Don't Call It The MF Change
It’s Up To Us To End The Silence Around Menopause
“What the hell is so shameful about it?”
“I was angry the entire time I was writing this book,” Jancee Dunn tells me over the phone a couple of weeks ago. I’d just finished reading Hot and Bothered: What No One Tells You About Menopause and How To Feel Like Yourself Again, and I understood completely. It’s enraging — to realize how much we — and our medical professionals — can do to alleviate the symptoms and sheer anxiety around menopause, something that happens to a full half of the human population, and how little the average person (me!) knows about it or even is willing to talk about it (also me, but I’m working on it).
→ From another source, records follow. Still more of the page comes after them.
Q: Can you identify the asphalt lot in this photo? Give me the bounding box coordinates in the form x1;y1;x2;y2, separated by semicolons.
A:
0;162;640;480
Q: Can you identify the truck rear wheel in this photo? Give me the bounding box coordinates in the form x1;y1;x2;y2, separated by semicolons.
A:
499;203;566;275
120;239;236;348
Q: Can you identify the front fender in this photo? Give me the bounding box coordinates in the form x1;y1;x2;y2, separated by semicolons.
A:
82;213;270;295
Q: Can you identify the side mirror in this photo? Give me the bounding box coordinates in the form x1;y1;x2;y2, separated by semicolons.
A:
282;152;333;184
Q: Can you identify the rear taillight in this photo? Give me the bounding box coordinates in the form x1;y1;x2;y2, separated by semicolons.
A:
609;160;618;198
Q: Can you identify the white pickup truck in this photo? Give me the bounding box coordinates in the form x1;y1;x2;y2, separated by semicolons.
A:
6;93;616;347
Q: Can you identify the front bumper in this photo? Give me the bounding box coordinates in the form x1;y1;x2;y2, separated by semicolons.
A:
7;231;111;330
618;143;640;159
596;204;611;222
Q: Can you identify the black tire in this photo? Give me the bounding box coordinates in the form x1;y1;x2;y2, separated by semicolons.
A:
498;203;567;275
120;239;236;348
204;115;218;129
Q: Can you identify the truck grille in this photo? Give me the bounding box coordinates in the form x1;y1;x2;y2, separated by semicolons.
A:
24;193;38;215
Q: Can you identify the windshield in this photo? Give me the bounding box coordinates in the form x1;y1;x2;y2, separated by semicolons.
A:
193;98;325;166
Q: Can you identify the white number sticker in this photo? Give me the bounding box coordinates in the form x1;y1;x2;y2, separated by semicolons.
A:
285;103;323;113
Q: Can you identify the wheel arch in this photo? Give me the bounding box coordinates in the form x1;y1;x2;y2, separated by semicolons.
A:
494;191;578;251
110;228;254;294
My copy of Dunn’s informative, astute book is filled with underlines, stars, and not a few WTF!!!s scribbled in the margins. It’s an enraging thing to realize how needlessly people have been suffering for hundreds of years in shame and silence because this natural — and inevitable — process is so incredibly, deeply stigmatized. We talk to our kids about puberty, about sex, about all of the completely normal changes their bodies will go through. We equip them as best we can; we press our dog-eared copies of Judy Blume into their little hands. But when it comes to the phase of life that comes after puberty, after our years of trying to (or trying not to) get pregnant, suddenly there’s a total dearth of information. There’s silence and implied shame — often even from our own mothers.
Nothing is off limits, yet this was.
The very opposite should be true — we should all be talking about it. And not just moms like me who are facing down menopause ourselves and need to be prepared and informed (this is an issue where knowing your family history, if possible, is crucial), but anyone raising a human being, because that human being is either going to go through it themself or will love someone who does.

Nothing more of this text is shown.